伊根町で「合併ノー」の審判

京都で初めての住民投票

全国でも住民投票や議会解散請求、リコール運動など進む
  
  3月13日日開票となった「伊根町・合併の是非を問う住民投票」は、「合併反対1.050票」「合併賛成941票」で、京都府の押し付けによる宮津市との合併について「反対」の住民の意思を表明しました。府内ではじめての住民投票となった伊根町では、「伊根を愛する会」と保守会派3名の議員の共同によって、「3月末の駆け込み合併はおかしい」「合併賛成の人も反対の人も、反対に○を」「伊根の将来は住民自身で決める」と訴えて、過半数を獲得したものです。投票は永住外国人をふくむ20歳以上の町民2504人による投票でした。これによって宮津市との3月末までの特例法期限内の合併は事実上頓挫しました。
 合併推進の立場に立っていた向井町長は「不信任を受けたからには予算の成立を見届けて辞職の方向で進退を考える」と辞意を表明しました。
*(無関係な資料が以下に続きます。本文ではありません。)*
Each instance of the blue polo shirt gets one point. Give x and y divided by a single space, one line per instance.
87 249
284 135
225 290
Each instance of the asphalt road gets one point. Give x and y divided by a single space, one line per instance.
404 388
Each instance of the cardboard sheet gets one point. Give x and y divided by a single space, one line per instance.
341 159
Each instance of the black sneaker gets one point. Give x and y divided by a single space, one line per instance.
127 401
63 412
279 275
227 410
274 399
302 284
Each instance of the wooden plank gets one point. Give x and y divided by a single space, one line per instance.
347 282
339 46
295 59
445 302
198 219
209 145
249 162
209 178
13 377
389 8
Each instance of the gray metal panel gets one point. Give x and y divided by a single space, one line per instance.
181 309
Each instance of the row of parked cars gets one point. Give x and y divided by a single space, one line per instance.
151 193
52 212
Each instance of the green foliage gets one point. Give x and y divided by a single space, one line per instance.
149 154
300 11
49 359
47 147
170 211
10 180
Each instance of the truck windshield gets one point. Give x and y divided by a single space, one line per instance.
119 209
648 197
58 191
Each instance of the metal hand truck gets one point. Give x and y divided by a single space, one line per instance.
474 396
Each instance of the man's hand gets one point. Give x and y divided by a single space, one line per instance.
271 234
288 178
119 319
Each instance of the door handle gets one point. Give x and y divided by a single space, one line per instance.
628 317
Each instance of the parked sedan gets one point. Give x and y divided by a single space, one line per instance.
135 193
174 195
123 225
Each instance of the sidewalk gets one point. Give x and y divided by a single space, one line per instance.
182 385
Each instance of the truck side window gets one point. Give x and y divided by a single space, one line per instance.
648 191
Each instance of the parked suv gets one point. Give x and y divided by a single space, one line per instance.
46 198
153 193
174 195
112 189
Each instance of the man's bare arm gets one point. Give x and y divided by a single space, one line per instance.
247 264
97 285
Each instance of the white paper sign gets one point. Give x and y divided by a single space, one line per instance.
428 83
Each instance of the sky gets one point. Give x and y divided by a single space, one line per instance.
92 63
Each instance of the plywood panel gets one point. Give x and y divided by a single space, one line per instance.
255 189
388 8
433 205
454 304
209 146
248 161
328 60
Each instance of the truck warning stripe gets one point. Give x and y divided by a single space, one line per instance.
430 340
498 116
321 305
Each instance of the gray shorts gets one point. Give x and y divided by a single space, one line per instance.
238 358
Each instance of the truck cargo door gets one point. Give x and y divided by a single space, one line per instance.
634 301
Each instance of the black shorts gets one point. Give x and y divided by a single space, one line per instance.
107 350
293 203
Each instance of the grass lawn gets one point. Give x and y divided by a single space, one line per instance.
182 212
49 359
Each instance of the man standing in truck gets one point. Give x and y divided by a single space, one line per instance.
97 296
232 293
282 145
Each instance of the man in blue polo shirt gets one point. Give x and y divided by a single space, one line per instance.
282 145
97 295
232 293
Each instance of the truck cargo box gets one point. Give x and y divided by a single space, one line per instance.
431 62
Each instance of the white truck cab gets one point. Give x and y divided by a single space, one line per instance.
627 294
「愛する会」の宇治善高代表は「性急な合併協議をストップし、一度町民に考える機会を、の主張が支持された」と話しています。
 14日夜には「伊根を愛する会」の報告会が開催され「直接請求、住民投票と続き、これからが第3ラウンド。ご一緒に小さくても元気な伊根町を考えましょう」と訴えました。
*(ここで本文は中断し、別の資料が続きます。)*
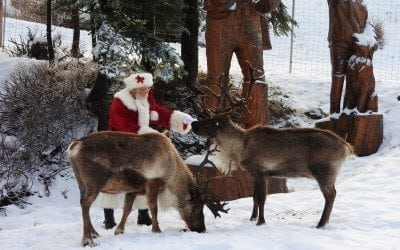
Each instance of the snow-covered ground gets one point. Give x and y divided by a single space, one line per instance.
365 214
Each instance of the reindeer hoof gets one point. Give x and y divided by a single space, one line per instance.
157 230
88 242
95 234
260 222
119 231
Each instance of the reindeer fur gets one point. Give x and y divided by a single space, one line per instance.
117 162
264 151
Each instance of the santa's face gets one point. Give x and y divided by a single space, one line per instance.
140 93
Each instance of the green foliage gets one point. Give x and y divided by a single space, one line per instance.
281 21
130 36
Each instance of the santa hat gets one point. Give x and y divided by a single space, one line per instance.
139 80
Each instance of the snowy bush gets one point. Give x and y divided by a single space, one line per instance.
41 110
34 46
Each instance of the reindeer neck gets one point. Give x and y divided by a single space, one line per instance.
231 137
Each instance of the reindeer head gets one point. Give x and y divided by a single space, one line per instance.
212 126
191 210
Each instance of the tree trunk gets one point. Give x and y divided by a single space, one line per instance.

 宮津市との合併協儀が勧められる伊根町で、住民投票条例を求める直接請求運動が起こり、1週間あまりで署名・1379筆、有権者の54%が賛同、投票条例の制定を求め選挙管理委員会に提出されていました。
 この住民投票条例案が、2月28日に開催された町議会で町長が提出していた反対の意見書を否決し、賛成多数(賛成6、反対5)で可決されました。京都では、丹後6町や大江町、三和町など14の自治体で住民投票条例を求める直接請求がされましたが、住民投票条例が可決されたのは伊根町が初めてです。これにより3月3日告示13日投票で住民投票が実施されることになりました。
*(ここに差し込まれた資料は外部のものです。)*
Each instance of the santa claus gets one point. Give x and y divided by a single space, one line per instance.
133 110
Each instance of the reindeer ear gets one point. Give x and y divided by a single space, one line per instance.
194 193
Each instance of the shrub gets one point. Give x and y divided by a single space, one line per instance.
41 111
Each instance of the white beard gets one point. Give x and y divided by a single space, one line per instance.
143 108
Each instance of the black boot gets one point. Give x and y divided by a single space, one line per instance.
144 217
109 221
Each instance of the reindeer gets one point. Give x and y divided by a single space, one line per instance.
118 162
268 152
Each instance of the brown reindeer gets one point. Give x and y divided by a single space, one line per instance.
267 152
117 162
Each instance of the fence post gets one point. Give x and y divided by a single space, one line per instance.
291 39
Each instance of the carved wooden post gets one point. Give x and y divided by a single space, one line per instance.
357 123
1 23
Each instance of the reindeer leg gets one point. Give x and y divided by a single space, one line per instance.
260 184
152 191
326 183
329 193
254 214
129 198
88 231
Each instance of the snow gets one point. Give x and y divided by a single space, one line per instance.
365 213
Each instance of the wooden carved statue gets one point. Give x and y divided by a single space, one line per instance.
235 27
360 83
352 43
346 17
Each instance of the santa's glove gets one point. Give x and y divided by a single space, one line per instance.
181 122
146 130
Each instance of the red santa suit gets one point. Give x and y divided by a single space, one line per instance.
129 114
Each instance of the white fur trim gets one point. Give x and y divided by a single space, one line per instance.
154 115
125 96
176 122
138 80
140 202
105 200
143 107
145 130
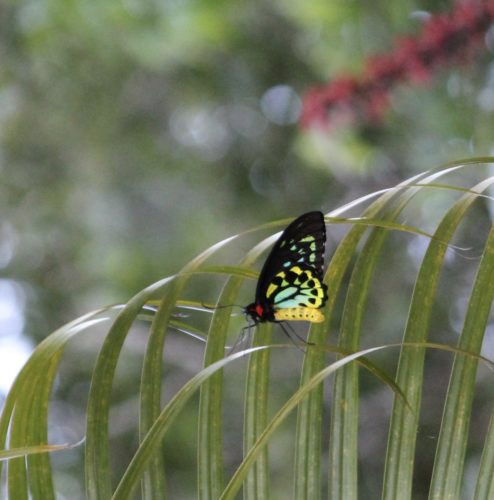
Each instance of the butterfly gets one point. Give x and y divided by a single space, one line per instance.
290 285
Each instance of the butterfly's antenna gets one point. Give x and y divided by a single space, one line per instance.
240 338
290 332
223 306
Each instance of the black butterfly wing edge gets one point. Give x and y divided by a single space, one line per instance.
308 224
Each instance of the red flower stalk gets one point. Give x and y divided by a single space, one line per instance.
445 39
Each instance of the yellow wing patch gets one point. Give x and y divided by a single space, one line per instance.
299 314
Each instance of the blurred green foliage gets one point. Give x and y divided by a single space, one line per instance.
130 130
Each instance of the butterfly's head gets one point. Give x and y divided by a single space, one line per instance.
258 313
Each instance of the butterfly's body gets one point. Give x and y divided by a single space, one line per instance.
290 285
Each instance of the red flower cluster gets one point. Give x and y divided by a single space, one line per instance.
450 38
 園部町、日吉町との合併がすすむ美山町で2月27日、町議会の解散を求める住民投票が実施されましたが、否決されました。これは、有権者の65%が求めていた「住民投票条例「の制定を求める直接請求を否決した町議会の責任を問うため議会の解散を求めていたものです。形は違っても事実上合併の是非を問う住民投票が京都で初めて実施されたことは意義あるとりくみでした。
 全国的には、長野県駒ヶ根市と上伊那郡飯島町、中川村の合併の賛否を問う住民投票が2月27日に投票、駒ヶ根市と飯島町で合併に反対する有効票が過半数を超え、法定合併協が解散する見通しとになり、「中央アルプス市」という新市の名前まで決まっていた合併案が破綻したことになります。愛知県美浜町と南知多町の合併の是非を問う住民投票でも両町で反対が過半数を超え「南セントレア市」構想が否決されました。 
 総務省はこのほど、「平成の大合併」で全国の市町村の数が1.000以上減る見通しであると発表しています。99年3月31日に3.232あった市町村は、来年の3月31日までに少なくとも2331まで減る予想を立てていることになります。

 京都は14市13町1村に

 京都では、4月1日に京都市と京北町が合併、10月11日に「京丹波町」になる丹波、瑞穂、和知の各町が合併します。3月31日現在で11市長が合併申請を知事に提出しています。申請しているのは「福知山市」(福知山市、三和町、夜久野町、大江町、合併は来年1月1日予定)、「南丹市」(園部、八木、日吉、美山の各町、来年1月1日)、「与謝野町」(加悦、野田川、岩滝の各町、来年3月1日合併)です。これで京都は14市13町1村になります。
 平成の大合併は、合併した自治体に財政上の優遇措置を盛り込んだ特例法によって99年4月から始まりました。兵庫県篠山市など1市4町の合併による篠山市の誕生が第1号。特例法では今年3月中に都道府県に申請、06年3月末までに合併すれば特例措置が受けられるため、総務省では今後駆け込み申請が増えて、最終的に市町村数は2000を切ると見込んでいる模様ですが、全国では地方自治を守る運動も進み、住民投票や議会解散請求、町長リコール運動などの住民運動が前進しています。